#TheWhiskeyShot: Poet Spotlight (Wave 2) – Lesley Curwen

Lesley Curwen’s poetry lives at the intersection of grief, sea spray, and half-dreamt language. Her earliest work, written in her teens, leaned toward the lyrical and descriptive, but that softness has since been tempered by time, by loss, and by a sharpened attention to sound. “In the course of life, my poems have become more focused on the interplay of vowel sounds, and an underlying, but not strict, rhythm,” she says. There’s a clarity now, and a darker urgency. Grief, loss, and ecological witness run through her recent work, anchored by a growing desire to “see past the surface of our consumerist lives to the unpalatable truth of what is being wasted.”

A pivotal moment came one night in Plymouth, when she woke and looked out at the Sound. “All its buoys were winking in the dark,” she recalls. That moment became the seed for In which I become Plymouth Sound, a poem that doesn’t just describe the place but becomes it. “I imagined myself as the Sound,” she explains, “a body of polluted water, a waterway that was used to launch colonial adventurers on missions of slavery and overthrow.” It marked a shift, from writing about place to writing as place. From reflection to embodiment.

Most of Curwen’s poems begin in the strange, porous hour between sleep and waking. “The germs of my poems come in the early morning,” she says, “as I am just waking. I write them into the notes section of my phone.” What she captures there might be a line, a phrase, sometimes a paragraph of raw thought, urgent, half-lit, emotionally charged. Later, at the laptop, she transcribes and edits. But catching the original pulse isn’t always easy. “Sometimes it is hard to recall the verbal pulse which started the whole thing off,” she admits. “I have to retreat into a kind of meditative state, looking for the emotional logic of where it began.” The form, she says, comes last. Often it requires multiple reshapes before it feels right, before the language finds its proper skin.

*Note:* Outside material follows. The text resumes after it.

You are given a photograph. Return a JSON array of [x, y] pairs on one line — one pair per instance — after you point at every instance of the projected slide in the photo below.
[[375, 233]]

Her influences run deep and are never worn for show. The work of Pascale Petit, especially her use of animal metaphors to frame trauma, helped Curwen unlock her own family history, particularly around the story of forced adoption. She doesn’t just write about family; she rebuilds its wreckage with metaphor and sound. The sea, too, remains an ever-present figure in her work. “As a sailor, I keep coming back to the sea as a source,” she says. “It is everywhere in my poetry, along with the desire for exhilaration and danger.” Love has also entered her recent poems, not as fantasy, but as real, domestic joy. “I have written more about love in recent years than ever before,” she says, “and that is down to the great happiness I have found in my homelife.”

She writes from a low desk in her own quiet room. “It’s a great luxury,” she says plainly. A bright desk lamp, a vase of rosemary on the windowsill. Silence. “All this means I can think without noisy distractions, and try to trace back the logic of each stanza, to make sure the poem finds its right words.” That logic isn’t intellectual, it’s emotional. And it’s how her work carries such weight.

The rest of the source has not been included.